Karena tahun ini nggak ada agenda buka bersama yang rame-rame, akhirnya genk grup makan-makan yang diketuai Kak Evy yang juga bersuamikan Turki mengadakan bukber sekaligus untuk merayakan kelulusan master dua orang anggota kami Riska dan Fitri. Umur mereka sama sama saya, beda di status dan berat badan aja 😀
Nggak ada agenda khusus sih di acara bukber ini. Cuma ngumpul-ngumpul dan masak bareng aja. Walaupun saya nggak bantuin masak. Berhubung ada tiga anak gadis, yang udah mamak-mamak nggak perlu turun tangan lagi. Udah cukup joget-joget di dapur rumah sendiri aja 😀
Ada dua menu yang disediain. Iya, nggak boleh egois mentang-mentang lebih banyak orang Indonesianya, 3 orang lelaki Turki yang ada disana kan nggak harus terpaksa makan makanan Indonesia yang bersantan, berlemak serta mengandung banyak cabe itu.
Untuk menu Turki ada yoğurtlu patlıcanlı meze (terong goreng yang dicincang halus, dicampur yogurt, dikasih garam dan bawang putih halus, terakhir dituang dressing minyak zaitun yang dipanasin sama paprika bubuk), dolma (paprika yang diisi daging giling atau nasi dan sejenisnya, terus dimasak pake saus tomat), yayla çorbası (sup yogurt isi nasi) dan salat. Klo soal rasa jangan tanya saya. Makanan-makanan itu nggak ada yang saya suka kecuali salat. Ini soal selera aja sih. Klo Mr. Ottoman bilang lidah saya udah mati karena kebanyakan makan sambel 😀 Makanya makanan Turki jarang ada yang cocok di lidah saya.
Sedangkan menu Indonesianya ada lontong, sayur gule daging campur kentang, tahu dan lain-lain, bihun goreng, sambel kentang hati, kerupuk, lupis, es buah. Nah, yang ini baru surga dunia. Apalagi buat yang tinggal di Jerman, surga firdaus lah makanan beginian 😀
Makanan sengaja dipisah, yang Indonesia langsung ambil posisi di meja tamu karena kami mau duduk lesehan sambil ketawa-ketiwi ngobrolin makanan. Sedangkan para lelaki Turki duduk manis di meja makan ngomongin hal-hal yang lebih berbobot semacam dunia IT. Benar-benar physical distancing dari para sultan Ottoman.

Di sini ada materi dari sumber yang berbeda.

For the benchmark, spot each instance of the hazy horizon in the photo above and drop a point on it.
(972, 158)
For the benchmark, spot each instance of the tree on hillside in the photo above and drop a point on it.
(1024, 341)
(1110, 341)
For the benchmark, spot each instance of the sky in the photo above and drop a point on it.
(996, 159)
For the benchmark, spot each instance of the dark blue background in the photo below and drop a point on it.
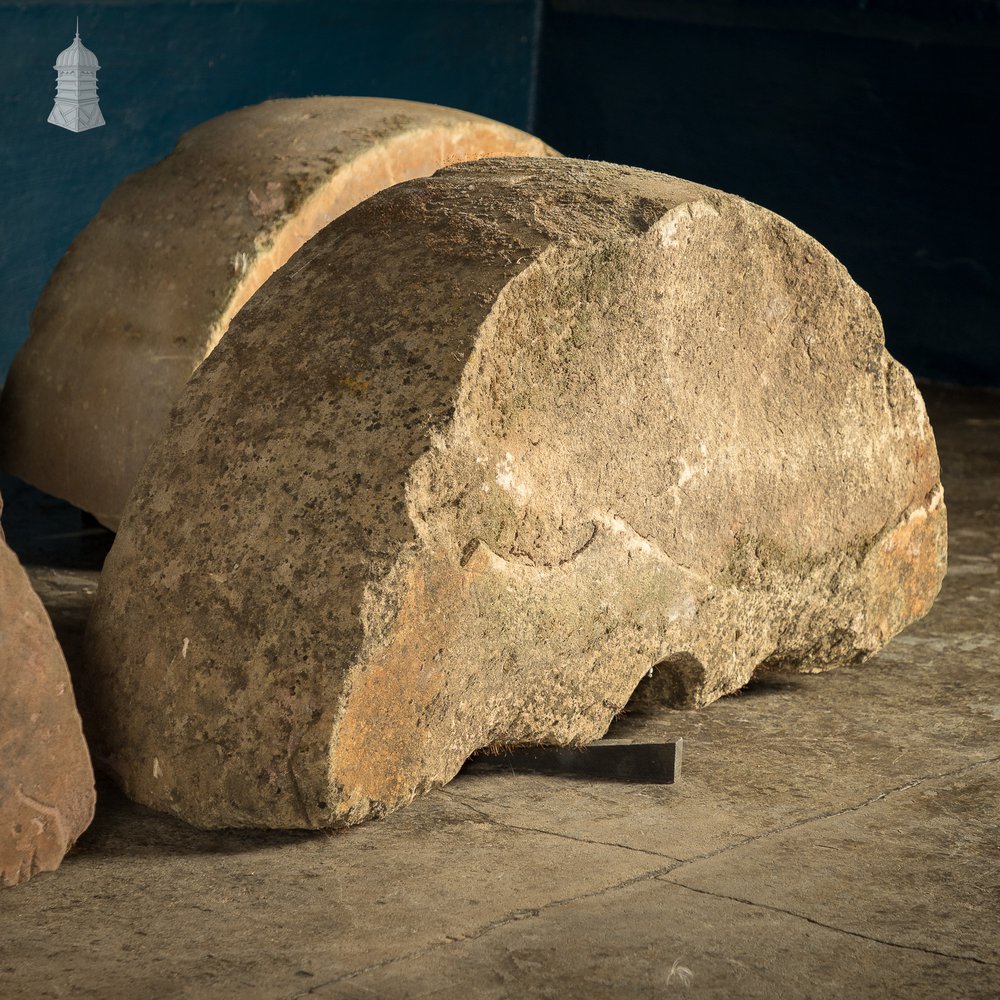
(872, 125)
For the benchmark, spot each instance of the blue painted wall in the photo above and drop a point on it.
(168, 66)
(872, 124)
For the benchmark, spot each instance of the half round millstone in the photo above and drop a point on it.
(486, 450)
(152, 283)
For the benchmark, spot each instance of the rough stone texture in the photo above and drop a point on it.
(833, 836)
(46, 781)
(488, 449)
(146, 291)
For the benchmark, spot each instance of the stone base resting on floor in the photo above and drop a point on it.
(488, 450)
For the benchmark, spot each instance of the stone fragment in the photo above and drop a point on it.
(487, 451)
(149, 287)
(46, 781)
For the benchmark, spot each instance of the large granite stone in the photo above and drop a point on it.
(46, 781)
(146, 291)
(488, 450)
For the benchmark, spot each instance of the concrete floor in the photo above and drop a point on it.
(831, 836)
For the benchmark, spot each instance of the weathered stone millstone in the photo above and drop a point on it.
(46, 781)
(485, 452)
(149, 287)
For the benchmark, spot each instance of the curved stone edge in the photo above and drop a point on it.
(47, 795)
(79, 428)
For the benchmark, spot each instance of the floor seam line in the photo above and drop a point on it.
(553, 833)
(667, 880)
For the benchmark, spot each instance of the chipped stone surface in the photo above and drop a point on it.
(46, 781)
(485, 452)
(146, 291)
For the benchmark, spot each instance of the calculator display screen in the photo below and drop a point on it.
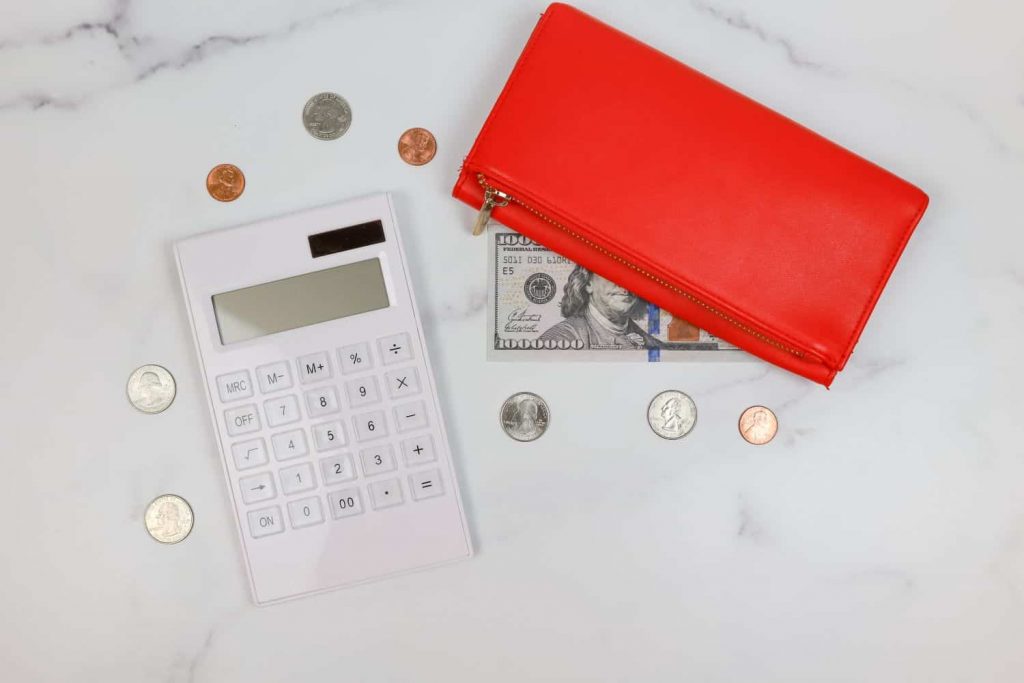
(296, 302)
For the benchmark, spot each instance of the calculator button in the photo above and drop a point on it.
(355, 357)
(274, 377)
(306, 512)
(418, 451)
(265, 522)
(242, 420)
(257, 487)
(395, 348)
(249, 454)
(282, 411)
(337, 469)
(363, 391)
(411, 416)
(297, 478)
(404, 382)
(385, 494)
(377, 460)
(370, 425)
(314, 367)
(290, 444)
(322, 401)
(329, 435)
(426, 484)
(345, 503)
(235, 386)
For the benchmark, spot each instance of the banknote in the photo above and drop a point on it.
(545, 307)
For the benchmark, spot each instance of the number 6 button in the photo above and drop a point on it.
(329, 435)
(370, 425)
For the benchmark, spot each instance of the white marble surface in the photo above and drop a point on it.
(881, 538)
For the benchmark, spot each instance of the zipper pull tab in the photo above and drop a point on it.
(492, 199)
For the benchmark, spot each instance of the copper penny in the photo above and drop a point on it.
(758, 425)
(417, 146)
(225, 182)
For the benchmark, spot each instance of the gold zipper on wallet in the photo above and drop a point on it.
(495, 198)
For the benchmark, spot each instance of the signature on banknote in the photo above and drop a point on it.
(544, 306)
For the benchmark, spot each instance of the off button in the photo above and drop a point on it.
(242, 420)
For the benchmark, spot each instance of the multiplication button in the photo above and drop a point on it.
(235, 386)
(403, 382)
(242, 420)
(265, 522)
(314, 367)
(394, 348)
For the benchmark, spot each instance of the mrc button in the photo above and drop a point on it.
(235, 386)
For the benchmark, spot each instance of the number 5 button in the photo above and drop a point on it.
(329, 435)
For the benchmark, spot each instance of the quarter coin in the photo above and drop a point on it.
(169, 518)
(225, 182)
(672, 414)
(151, 388)
(524, 416)
(417, 146)
(327, 116)
(758, 425)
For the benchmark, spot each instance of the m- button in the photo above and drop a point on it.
(242, 420)
(235, 386)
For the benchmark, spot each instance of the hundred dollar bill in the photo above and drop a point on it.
(545, 307)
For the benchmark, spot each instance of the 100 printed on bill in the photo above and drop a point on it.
(545, 307)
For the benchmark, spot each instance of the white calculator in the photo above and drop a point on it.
(324, 401)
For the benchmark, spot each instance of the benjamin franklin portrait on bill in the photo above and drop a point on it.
(600, 314)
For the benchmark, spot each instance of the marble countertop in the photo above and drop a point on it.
(880, 538)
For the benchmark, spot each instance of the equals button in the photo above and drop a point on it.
(426, 484)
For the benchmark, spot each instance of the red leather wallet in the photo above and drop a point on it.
(689, 194)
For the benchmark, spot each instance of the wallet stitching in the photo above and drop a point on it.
(516, 71)
(666, 283)
(862, 319)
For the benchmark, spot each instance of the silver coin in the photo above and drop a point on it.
(672, 414)
(151, 388)
(169, 518)
(524, 416)
(327, 116)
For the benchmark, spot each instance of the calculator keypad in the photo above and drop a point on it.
(382, 470)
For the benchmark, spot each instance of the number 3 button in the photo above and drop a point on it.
(370, 425)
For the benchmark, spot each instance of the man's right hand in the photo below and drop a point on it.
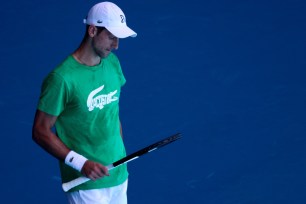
(94, 170)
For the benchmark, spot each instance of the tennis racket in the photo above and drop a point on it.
(78, 181)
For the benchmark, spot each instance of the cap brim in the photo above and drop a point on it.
(122, 31)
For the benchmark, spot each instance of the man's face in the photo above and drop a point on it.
(104, 42)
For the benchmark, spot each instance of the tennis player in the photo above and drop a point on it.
(80, 98)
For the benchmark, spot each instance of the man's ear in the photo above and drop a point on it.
(92, 30)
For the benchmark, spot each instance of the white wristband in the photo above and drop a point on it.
(75, 160)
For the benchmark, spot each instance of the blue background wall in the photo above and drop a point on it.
(229, 75)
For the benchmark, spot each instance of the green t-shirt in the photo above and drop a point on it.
(86, 101)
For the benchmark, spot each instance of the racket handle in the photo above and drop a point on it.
(78, 181)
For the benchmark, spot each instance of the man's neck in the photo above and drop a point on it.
(86, 56)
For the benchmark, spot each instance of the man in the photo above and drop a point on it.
(80, 98)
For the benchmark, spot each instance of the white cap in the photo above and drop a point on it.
(110, 16)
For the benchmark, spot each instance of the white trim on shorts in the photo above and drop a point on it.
(112, 195)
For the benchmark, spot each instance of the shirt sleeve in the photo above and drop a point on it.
(54, 95)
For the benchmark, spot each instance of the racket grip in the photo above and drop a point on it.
(71, 184)
(78, 181)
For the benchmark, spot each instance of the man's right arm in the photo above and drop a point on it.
(43, 135)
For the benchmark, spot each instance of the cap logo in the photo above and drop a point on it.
(122, 18)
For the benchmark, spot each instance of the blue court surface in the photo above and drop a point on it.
(229, 75)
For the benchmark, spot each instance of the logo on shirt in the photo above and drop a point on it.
(99, 101)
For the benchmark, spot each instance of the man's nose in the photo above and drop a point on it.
(116, 43)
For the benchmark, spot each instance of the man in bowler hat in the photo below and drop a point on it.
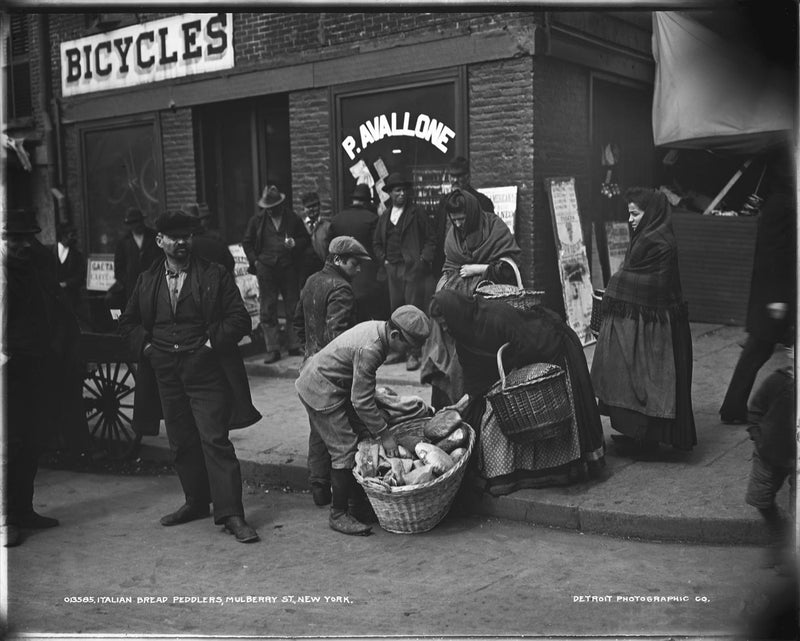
(274, 242)
(184, 320)
(359, 221)
(134, 253)
(206, 242)
(405, 244)
(39, 329)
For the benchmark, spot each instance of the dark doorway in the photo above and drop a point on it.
(241, 146)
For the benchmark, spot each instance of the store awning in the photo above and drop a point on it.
(712, 94)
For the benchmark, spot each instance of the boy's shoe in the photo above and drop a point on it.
(272, 357)
(346, 524)
(31, 521)
(321, 494)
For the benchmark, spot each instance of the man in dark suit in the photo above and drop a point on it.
(134, 253)
(184, 320)
(39, 328)
(274, 241)
(71, 271)
(771, 309)
(404, 244)
(359, 221)
(206, 243)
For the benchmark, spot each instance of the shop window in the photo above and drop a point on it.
(414, 126)
(122, 169)
(17, 69)
(242, 146)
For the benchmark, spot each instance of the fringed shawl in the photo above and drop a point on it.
(648, 283)
(485, 238)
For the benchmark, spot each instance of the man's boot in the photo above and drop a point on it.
(342, 482)
(272, 355)
(359, 506)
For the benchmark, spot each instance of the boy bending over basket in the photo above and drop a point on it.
(337, 388)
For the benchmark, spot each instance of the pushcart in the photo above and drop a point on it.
(108, 387)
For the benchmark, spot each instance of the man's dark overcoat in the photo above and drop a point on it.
(130, 261)
(418, 242)
(227, 321)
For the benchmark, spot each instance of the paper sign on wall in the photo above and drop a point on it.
(99, 272)
(504, 200)
(573, 265)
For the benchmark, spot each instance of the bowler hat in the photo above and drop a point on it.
(395, 179)
(177, 223)
(412, 322)
(133, 215)
(348, 246)
(20, 221)
(271, 197)
(459, 166)
(362, 192)
(200, 210)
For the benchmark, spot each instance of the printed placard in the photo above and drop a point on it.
(99, 272)
(504, 200)
(573, 265)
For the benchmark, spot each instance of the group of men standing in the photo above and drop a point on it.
(183, 317)
(405, 246)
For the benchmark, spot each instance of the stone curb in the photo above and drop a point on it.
(566, 516)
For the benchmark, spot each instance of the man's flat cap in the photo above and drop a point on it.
(348, 246)
(412, 322)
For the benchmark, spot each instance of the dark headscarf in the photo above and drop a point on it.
(484, 238)
(648, 283)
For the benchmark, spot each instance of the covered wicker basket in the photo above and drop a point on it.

Buka puasa di Jerman sekitar jam 9 malam. Pertama kami cuma makan kurma dan minum air putih, langsung solat maghrib berjama’ah. Sedih pas denger azan yang dilantunkan Zia Abi suaminya Kak Evy. Seenggaknya ada sedikit suasana ramadannya. Soalnya beda lho denger azan dari mesin azan di rumah sama denger azan secara langsung.
Ngobrol ngalor ngidul nggak terasa udah mau tengah malam aja. Ya iyalah, buka puasanya aja udah mendekati tengah malam. Akhirnya kami pamit pulang setelah bantu beberes dan dibungkusin banyak makanan ini itu.
Ok gaes, sampe disini aja ceritanya. Mudah-mudahan corona cepat musnah ya supaya bisa ngumpul-ngumpul lagi sama yang tersayang.
Selamat menjalankan ibadah puasa!
2 Comments
Dyah Yasmina 16. Mai 2020 at 3:37
Ini salah satu bukti keberhasilan pemerintah yang cepat bertindak saat wabah corona pertama kali muncul. Ceritanya bikin sirik yang buka puasa bersamanya masih pakai zoom, nih.